Laser-driven tritium beams to study nuclear reactions between light nuclei

A controllable tritium beam makes accessible rarely studied di-neutron transfer reactions with light nuclei. These reactions are of high interest to fundamental nuclear physics for several reasons, including the generation of exotic, neutron-rich isotopes like ⁹Li or ¹¹Be, and the potential correlation of neutrons during transfer. After several decades, accelerator facilities become increasingly willing to tackle the challenges associated with tritium handling again to address these scientific questions. Laser-accelerated triton beams can fill in an important gap in the low energy (<3 MeV) regime that is of high interest to nuclear astrophysics and currently not covered by accelerators. In addition, laser-accelerated tritons are delivered within nanoseconds, enabling more statistically significant activation experiments compared to accelerators. Currently, an OMEGA/OMEGA-EP platform exists that produces approximately 10¹³ tritons with an energy spectrum peaked at 1.5 MeV and an appreciable tail to about 4.5 MeV, which has been successfully used in nuclear reaction benchmarking experiments.

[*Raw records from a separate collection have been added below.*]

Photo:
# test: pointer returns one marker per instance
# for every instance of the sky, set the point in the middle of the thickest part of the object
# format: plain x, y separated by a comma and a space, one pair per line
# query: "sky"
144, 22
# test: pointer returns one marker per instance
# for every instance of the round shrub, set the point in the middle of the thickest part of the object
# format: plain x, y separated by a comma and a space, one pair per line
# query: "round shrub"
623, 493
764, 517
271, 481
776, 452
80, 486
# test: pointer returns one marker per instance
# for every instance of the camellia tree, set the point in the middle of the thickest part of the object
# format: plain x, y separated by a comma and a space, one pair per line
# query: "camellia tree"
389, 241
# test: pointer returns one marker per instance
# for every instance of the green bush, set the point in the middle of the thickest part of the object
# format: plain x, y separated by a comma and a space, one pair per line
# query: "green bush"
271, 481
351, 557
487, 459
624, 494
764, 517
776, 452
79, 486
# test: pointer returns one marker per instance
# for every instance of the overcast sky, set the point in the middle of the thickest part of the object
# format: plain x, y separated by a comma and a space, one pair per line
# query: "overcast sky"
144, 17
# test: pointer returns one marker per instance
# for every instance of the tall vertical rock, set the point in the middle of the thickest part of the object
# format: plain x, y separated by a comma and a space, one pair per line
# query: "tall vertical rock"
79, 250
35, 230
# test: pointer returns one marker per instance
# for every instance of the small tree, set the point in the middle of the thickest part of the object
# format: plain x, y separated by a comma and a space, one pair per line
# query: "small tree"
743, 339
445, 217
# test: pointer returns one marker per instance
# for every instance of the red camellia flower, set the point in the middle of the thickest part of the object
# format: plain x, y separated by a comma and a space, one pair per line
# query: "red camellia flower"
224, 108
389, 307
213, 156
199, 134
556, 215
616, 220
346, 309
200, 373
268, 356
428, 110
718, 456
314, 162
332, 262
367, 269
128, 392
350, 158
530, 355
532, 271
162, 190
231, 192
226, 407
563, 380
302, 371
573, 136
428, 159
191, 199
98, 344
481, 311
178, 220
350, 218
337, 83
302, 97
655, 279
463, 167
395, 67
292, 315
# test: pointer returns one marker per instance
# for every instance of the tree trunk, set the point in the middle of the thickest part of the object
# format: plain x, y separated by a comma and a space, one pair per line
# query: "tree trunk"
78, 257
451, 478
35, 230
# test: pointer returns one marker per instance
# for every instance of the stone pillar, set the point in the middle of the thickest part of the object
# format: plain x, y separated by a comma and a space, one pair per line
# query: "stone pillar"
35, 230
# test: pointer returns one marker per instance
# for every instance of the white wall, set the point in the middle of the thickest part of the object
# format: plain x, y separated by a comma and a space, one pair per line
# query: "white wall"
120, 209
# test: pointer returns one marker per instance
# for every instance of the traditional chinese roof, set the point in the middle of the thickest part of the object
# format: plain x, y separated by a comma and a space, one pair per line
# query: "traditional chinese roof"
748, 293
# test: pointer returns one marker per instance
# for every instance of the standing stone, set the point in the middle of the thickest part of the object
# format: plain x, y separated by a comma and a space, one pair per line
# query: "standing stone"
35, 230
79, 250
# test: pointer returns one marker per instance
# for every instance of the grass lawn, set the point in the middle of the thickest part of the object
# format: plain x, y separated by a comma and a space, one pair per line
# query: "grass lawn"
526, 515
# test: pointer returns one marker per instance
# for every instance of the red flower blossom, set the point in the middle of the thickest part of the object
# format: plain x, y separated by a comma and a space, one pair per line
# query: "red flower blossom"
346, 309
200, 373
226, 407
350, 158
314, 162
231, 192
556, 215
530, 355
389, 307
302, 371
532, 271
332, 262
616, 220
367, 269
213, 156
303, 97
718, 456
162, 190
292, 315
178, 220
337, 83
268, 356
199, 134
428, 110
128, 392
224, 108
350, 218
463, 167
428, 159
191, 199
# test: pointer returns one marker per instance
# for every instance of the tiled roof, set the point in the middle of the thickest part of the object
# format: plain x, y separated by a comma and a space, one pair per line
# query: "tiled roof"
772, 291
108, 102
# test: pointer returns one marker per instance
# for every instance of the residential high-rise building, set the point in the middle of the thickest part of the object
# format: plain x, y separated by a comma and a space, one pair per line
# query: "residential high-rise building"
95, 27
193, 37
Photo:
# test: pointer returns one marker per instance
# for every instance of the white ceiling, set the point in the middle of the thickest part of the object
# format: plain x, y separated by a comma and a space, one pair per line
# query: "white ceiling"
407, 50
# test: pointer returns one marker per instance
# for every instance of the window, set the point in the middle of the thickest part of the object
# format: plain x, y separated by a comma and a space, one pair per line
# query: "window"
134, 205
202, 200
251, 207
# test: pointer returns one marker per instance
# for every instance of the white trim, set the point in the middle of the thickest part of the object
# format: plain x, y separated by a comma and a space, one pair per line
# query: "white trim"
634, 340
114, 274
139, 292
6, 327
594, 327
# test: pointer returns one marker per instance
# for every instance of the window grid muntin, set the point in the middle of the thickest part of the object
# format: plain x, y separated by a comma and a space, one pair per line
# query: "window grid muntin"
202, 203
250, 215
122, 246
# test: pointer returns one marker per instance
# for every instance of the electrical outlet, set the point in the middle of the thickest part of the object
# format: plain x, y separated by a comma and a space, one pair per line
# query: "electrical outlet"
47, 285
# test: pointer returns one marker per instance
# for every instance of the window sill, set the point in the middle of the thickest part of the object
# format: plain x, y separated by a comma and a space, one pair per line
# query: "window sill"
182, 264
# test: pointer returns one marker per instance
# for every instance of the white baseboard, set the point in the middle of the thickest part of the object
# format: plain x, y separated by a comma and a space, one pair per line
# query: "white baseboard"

Experiments with this beam are proposed on the new NSF-OPAL facility that is currently being designed, taking advantage of a higher rep-rate of 5 mins per shot vs 90 mins per shot. These experiments are expected to deliver much improved statistics compared to the existing data, enabling an effective deconvolution of the measured cross section from the triton energy spectrum to study reactions like ⁷Li(t, p)⁹Li and ⁹Be(t, p)¹¹Be. Data from previous experiments and will be discussed in the context of the NSF-OPAL platform.